After competing on the Kenyan junior cross country circuit to little success, Langat made his breakthrough in 2010 by winning the Administration Police National Cross Country Championships, having entered as a member of the public. He performed poorly at the Kenyan World Championship trial race (placing 60th) and instead competed on the Italian road running circuit that year. He was runner-up at the Turin and Cremona Half Marathons, setting a best of 62:52 minutes at the latter race. He also came third at the Giro Podistico di Rovereto and fourth at the Giro al Sas races.

Langat ran in a series of Dutch races in the 2011 season, starting with a second-place finish at the Venloop half marathon.
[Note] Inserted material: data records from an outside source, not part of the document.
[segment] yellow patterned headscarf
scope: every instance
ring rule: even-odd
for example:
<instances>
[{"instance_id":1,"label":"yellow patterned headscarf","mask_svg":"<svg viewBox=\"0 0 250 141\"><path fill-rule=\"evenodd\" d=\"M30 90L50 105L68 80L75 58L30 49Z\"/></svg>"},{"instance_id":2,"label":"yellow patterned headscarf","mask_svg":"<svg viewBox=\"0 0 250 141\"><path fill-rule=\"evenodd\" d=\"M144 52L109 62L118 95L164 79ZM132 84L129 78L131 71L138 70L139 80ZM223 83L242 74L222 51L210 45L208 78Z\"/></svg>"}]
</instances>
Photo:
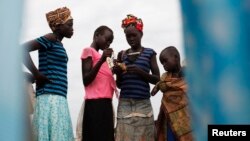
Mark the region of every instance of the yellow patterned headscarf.
<instances>
[{"instance_id":1,"label":"yellow patterned headscarf","mask_svg":"<svg viewBox=\"0 0 250 141\"><path fill-rule=\"evenodd\" d=\"M64 24L68 20L72 19L71 12L67 7L58 8L54 11L46 13L47 22L52 30L56 25Z\"/></svg>"}]
</instances>

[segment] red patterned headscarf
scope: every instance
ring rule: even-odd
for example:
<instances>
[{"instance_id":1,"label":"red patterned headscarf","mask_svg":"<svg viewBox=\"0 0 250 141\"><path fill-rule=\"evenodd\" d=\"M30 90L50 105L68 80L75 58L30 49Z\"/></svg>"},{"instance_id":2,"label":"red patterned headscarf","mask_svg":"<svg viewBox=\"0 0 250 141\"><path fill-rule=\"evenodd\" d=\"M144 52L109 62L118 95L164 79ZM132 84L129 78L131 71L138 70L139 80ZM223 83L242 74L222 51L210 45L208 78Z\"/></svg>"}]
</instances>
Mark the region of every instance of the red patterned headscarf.
<instances>
[{"instance_id":1,"label":"red patterned headscarf","mask_svg":"<svg viewBox=\"0 0 250 141\"><path fill-rule=\"evenodd\" d=\"M122 28L126 29L129 25L133 25L137 30L142 32L143 29L143 22L140 18L129 14L125 19L122 20Z\"/></svg>"},{"instance_id":2,"label":"red patterned headscarf","mask_svg":"<svg viewBox=\"0 0 250 141\"><path fill-rule=\"evenodd\" d=\"M72 19L71 12L67 7L58 8L54 11L50 11L46 14L47 22L52 30L56 25L64 24L68 20Z\"/></svg>"}]
</instances>

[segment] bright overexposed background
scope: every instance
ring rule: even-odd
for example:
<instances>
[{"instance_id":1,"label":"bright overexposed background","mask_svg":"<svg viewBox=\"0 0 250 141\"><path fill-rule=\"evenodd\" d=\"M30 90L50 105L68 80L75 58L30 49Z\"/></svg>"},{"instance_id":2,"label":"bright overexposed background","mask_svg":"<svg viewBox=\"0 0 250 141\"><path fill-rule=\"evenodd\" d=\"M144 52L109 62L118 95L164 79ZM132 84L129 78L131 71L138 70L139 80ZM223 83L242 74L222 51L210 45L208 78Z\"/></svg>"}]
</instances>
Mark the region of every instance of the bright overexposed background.
<instances>
[{"instance_id":1,"label":"bright overexposed background","mask_svg":"<svg viewBox=\"0 0 250 141\"><path fill-rule=\"evenodd\" d=\"M63 40L69 57L68 103L74 132L84 97L80 56L82 49L91 44L94 30L98 26L107 25L114 31L111 47L117 54L118 51L129 48L121 28L121 20L127 14L133 14L144 22L142 45L153 48L157 52L161 74L164 70L159 63L159 54L165 47L176 46L180 51L181 60L185 58L178 0L25 0L20 43L51 32L45 13L63 6L71 9L74 18L74 35L71 39ZM38 65L37 52L31 54L35 64ZM156 119L161 94L152 97L151 101ZM116 109L116 97L113 102Z\"/></svg>"}]
</instances>

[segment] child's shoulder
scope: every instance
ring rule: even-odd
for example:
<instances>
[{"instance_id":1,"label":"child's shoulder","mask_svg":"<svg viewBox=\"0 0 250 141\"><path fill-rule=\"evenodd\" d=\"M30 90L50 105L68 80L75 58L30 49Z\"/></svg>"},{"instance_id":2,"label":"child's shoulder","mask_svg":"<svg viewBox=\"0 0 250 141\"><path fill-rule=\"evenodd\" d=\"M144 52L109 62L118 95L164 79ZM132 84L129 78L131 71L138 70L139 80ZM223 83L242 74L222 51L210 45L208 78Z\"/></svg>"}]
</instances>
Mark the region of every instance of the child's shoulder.
<instances>
[{"instance_id":1,"label":"child's shoulder","mask_svg":"<svg viewBox=\"0 0 250 141\"><path fill-rule=\"evenodd\" d=\"M144 52L150 53L150 54L157 54L154 49L149 47L143 47Z\"/></svg>"},{"instance_id":2,"label":"child's shoulder","mask_svg":"<svg viewBox=\"0 0 250 141\"><path fill-rule=\"evenodd\" d=\"M35 41L51 43L51 42L56 42L57 40L52 33L48 33L40 37L37 37Z\"/></svg>"},{"instance_id":3,"label":"child's shoulder","mask_svg":"<svg viewBox=\"0 0 250 141\"><path fill-rule=\"evenodd\" d=\"M86 57L94 57L94 56L100 56L100 54L98 53L98 51L96 51L94 48L92 47L84 47L82 49L82 58L86 58Z\"/></svg>"},{"instance_id":4,"label":"child's shoulder","mask_svg":"<svg viewBox=\"0 0 250 141\"><path fill-rule=\"evenodd\" d=\"M51 41L51 42L57 41L57 39L53 33L45 34L45 35L41 36L40 38L45 38L46 40Z\"/></svg>"},{"instance_id":5,"label":"child's shoulder","mask_svg":"<svg viewBox=\"0 0 250 141\"><path fill-rule=\"evenodd\" d=\"M153 48L150 48L150 47L143 47L144 48L144 50L151 50L151 51L154 51L154 49Z\"/></svg>"}]
</instances>

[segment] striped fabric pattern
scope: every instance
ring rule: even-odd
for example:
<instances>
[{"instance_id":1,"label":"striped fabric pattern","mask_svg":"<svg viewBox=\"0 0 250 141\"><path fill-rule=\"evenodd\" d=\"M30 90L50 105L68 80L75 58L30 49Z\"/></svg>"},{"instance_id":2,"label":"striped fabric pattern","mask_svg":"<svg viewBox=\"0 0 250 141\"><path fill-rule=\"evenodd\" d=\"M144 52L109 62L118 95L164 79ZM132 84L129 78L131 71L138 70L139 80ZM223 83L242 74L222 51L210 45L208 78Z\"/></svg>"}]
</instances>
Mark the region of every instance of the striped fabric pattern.
<instances>
[{"instance_id":1,"label":"striped fabric pattern","mask_svg":"<svg viewBox=\"0 0 250 141\"><path fill-rule=\"evenodd\" d=\"M43 87L36 87L36 96L53 93L66 97L68 87L66 50L62 43L49 41L45 37L40 37L36 41L43 47L38 51L39 71L52 81Z\"/></svg>"},{"instance_id":2,"label":"striped fabric pattern","mask_svg":"<svg viewBox=\"0 0 250 141\"><path fill-rule=\"evenodd\" d=\"M122 57L123 62L126 65L136 65L145 72L150 72L150 60L156 52L150 48L144 48L138 58L131 62L128 56L124 54ZM150 98L150 86L148 82L145 82L141 76L137 74L125 73L121 77L121 98L136 98L136 99L148 99Z\"/></svg>"}]
</instances>

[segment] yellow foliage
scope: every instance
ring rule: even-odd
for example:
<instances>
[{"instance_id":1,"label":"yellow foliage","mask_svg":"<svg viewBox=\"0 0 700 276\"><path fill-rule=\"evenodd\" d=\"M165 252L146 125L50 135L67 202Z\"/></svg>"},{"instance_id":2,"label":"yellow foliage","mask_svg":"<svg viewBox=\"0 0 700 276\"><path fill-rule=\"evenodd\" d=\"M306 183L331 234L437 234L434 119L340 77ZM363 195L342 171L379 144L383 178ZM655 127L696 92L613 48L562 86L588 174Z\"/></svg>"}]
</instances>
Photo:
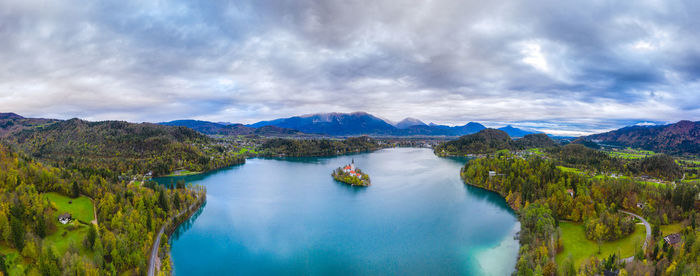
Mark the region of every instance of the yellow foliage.
<instances>
[{"instance_id":1,"label":"yellow foliage","mask_svg":"<svg viewBox=\"0 0 700 276\"><path fill-rule=\"evenodd\" d=\"M671 265L669 265L668 268L666 268L666 275L671 275L671 274L673 274L673 272L676 271L676 266L677 266L677 265L678 265L678 264L676 263L676 261L673 261L673 262L671 263Z\"/></svg>"}]
</instances>

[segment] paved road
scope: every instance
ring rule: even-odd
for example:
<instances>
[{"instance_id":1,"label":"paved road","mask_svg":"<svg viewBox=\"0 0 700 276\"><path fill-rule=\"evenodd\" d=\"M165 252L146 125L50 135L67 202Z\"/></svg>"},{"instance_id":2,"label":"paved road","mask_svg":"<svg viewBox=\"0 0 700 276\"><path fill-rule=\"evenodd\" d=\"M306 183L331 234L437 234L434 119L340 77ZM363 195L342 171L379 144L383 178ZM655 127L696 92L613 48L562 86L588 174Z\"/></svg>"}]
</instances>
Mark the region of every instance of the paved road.
<instances>
[{"instance_id":1,"label":"paved road","mask_svg":"<svg viewBox=\"0 0 700 276\"><path fill-rule=\"evenodd\" d=\"M179 216L185 214L185 212L192 210L192 208L196 205L197 203L195 202L194 204L190 205L189 208L186 210L182 210L182 212L178 213L175 215L172 219L176 219ZM160 231L158 231L158 235L156 236L156 240L153 241L153 247L151 247L151 257L149 258L148 261L148 276L154 276L156 273L156 258L158 258L158 249L160 248L160 237L163 235L163 232L165 232L165 225L160 227Z\"/></svg>"},{"instance_id":2,"label":"paved road","mask_svg":"<svg viewBox=\"0 0 700 276\"><path fill-rule=\"evenodd\" d=\"M165 231L165 225L160 227L160 231L158 231L158 235L156 236L156 240L153 242L153 248L151 248L151 257L150 257L150 260L148 261L148 276L155 275L156 258L158 258L158 248L160 248L160 236L163 235L163 231Z\"/></svg>"},{"instance_id":3,"label":"paved road","mask_svg":"<svg viewBox=\"0 0 700 276\"><path fill-rule=\"evenodd\" d=\"M647 237L646 237L646 239L644 240L644 247L642 247L642 249L643 249L644 251L646 251L646 250L647 250L647 244L648 244L649 241L651 240L651 225L649 224L649 222L648 222L646 219L644 219L644 218L643 218L642 216L640 216L640 215L637 215L637 214L634 214L634 213L630 213L630 212L627 212L627 211L622 211L622 210L620 210L620 212L623 212L623 213L625 213L625 214L628 214L628 215L630 215L630 216L633 216L633 217L635 217L635 218L638 218L639 220L642 221L642 223L644 223L644 227L647 229ZM629 258L624 258L624 259L622 259L622 261L623 261L623 262L630 262L630 261L632 261L632 259L634 259L634 256L629 257Z\"/></svg>"}]
</instances>

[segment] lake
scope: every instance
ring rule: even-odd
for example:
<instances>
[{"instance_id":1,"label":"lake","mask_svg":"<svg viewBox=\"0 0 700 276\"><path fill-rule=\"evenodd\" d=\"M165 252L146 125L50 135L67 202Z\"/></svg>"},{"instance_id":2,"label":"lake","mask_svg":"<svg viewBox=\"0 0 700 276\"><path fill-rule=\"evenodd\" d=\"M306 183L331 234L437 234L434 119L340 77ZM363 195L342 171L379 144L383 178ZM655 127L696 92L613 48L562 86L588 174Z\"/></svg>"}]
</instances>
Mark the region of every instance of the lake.
<instances>
[{"instance_id":1,"label":"lake","mask_svg":"<svg viewBox=\"0 0 700 276\"><path fill-rule=\"evenodd\" d=\"M372 186L330 176L353 159ZM520 224L500 196L463 184L465 161L392 148L184 177L207 187L207 203L170 239L174 272L509 275Z\"/></svg>"}]
</instances>

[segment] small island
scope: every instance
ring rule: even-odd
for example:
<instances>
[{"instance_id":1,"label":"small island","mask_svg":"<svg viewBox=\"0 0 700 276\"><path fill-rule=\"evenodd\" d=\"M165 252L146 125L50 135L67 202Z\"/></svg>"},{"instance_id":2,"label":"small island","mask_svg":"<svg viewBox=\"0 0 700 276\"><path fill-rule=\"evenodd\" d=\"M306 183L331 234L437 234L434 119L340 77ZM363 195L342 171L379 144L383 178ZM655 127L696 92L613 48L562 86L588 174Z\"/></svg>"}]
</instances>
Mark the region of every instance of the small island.
<instances>
[{"instance_id":1,"label":"small island","mask_svg":"<svg viewBox=\"0 0 700 276\"><path fill-rule=\"evenodd\" d=\"M369 186L371 184L369 175L355 167L355 159L349 165L335 169L331 176L337 181L352 186Z\"/></svg>"}]
</instances>

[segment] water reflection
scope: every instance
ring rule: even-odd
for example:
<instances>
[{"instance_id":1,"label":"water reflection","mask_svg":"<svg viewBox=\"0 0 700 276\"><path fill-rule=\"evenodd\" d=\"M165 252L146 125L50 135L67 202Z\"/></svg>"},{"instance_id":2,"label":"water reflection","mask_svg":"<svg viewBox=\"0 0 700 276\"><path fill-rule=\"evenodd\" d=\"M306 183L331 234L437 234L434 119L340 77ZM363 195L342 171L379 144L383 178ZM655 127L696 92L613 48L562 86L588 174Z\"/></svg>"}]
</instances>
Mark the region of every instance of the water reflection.
<instances>
[{"instance_id":1,"label":"water reflection","mask_svg":"<svg viewBox=\"0 0 700 276\"><path fill-rule=\"evenodd\" d=\"M337 184L341 189L346 190L348 192L351 192L353 194L359 194L359 193L364 193L367 192L367 189L371 189L370 187L365 187L365 186L353 186L353 185L348 185L343 182L340 182L338 180L333 179L333 182Z\"/></svg>"},{"instance_id":2,"label":"water reflection","mask_svg":"<svg viewBox=\"0 0 700 276\"><path fill-rule=\"evenodd\" d=\"M170 236L170 242L172 243L173 240L179 239L180 235L182 235L183 233L187 232L187 230L192 228L192 226L194 225L194 222L202 214L202 212L204 212L204 208L206 208L206 207L207 207L207 201L205 200L202 203L202 206L200 206L199 209L197 209L197 211L195 211L192 214L192 216L190 216L189 219L182 222L180 224L180 226L175 229L175 232L173 232L172 235Z\"/></svg>"},{"instance_id":3,"label":"water reflection","mask_svg":"<svg viewBox=\"0 0 700 276\"><path fill-rule=\"evenodd\" d=\"M215 175L215 174L219 174L219 173L226 172L226 171L231 171L231 170L237 170L237 169L243 167L243 165L245 165L245 164L233 165L233 166L230 166L230 167L225 167L225 168L221 168L221 169L216 169L216 170L213 170L213 171L209 171L209 172L205 172L205 173L199 173L199 174L181 175L181 176L162 176L162 177L154 177L154 178L153 178L153 181L155 181L155 182L157 182L158 184L161 184L161 185L167 185L168 187L169 187L169 185L172 184L173 187L174 187L174 186L175 186L175 183L177 183L177 181L179 181L179 180L184 180L185 183L187 183L187 184L190 184L190 183L193 183L193 182L199 182L199 181L201 181L201 180L206 179L206 178L209 177L210 175Z\"/></svg>"},{"instance_id":4,"label":"water reflection","mask_svg":"<svg viewBox=\"0 0 700 276\"><path fill-rule=\"evenodd\" d=\"M506 202L506 199L498 193L468 184L464 184L464 187L469 195L478 199L482 199L485 202L489 202L493 206L498 207L500 210L507 211L513 215L516 214L515 211L513 211L513 209L511 209L510 206L508 206L508 202Z\"/></svg>"}]
</instances>

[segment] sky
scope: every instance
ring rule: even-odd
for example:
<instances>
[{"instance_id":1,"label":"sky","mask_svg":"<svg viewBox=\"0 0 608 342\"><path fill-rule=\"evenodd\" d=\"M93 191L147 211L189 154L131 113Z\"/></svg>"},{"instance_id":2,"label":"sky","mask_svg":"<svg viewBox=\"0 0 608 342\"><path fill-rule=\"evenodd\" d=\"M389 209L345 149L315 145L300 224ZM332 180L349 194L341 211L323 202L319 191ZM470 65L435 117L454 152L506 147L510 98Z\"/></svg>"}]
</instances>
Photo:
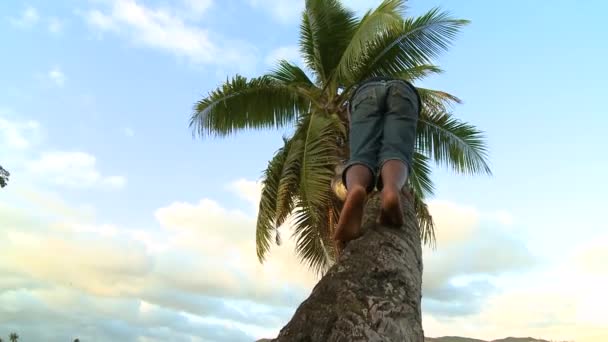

He was fourth at the Parelloop then won the Oelder Sparkassen Citylauf and Zwitserloot Dak Run 10K races. A half marathon best followed at the Zwolle Half Marathon, where he was fifth with a time of 61:56 minutes. He won the Singelloop Utrecht 10K in September then won the Singelloop Breda half marathon the following month. He won his fifth Dutch race of the year at the Montferland Run 15K, where he beat high level competition including Hailu Mekonnen and Abel Kirui. He was runner-up to Geoffrey Mutai at the B.A.A. 10K in June 2012. He spent the rest of the year on the Dutch where he won the Stadsloop Appingedam and Breda Half Marathon, as well as runner-up at the Utrecht Singelloop and Monterferland Run.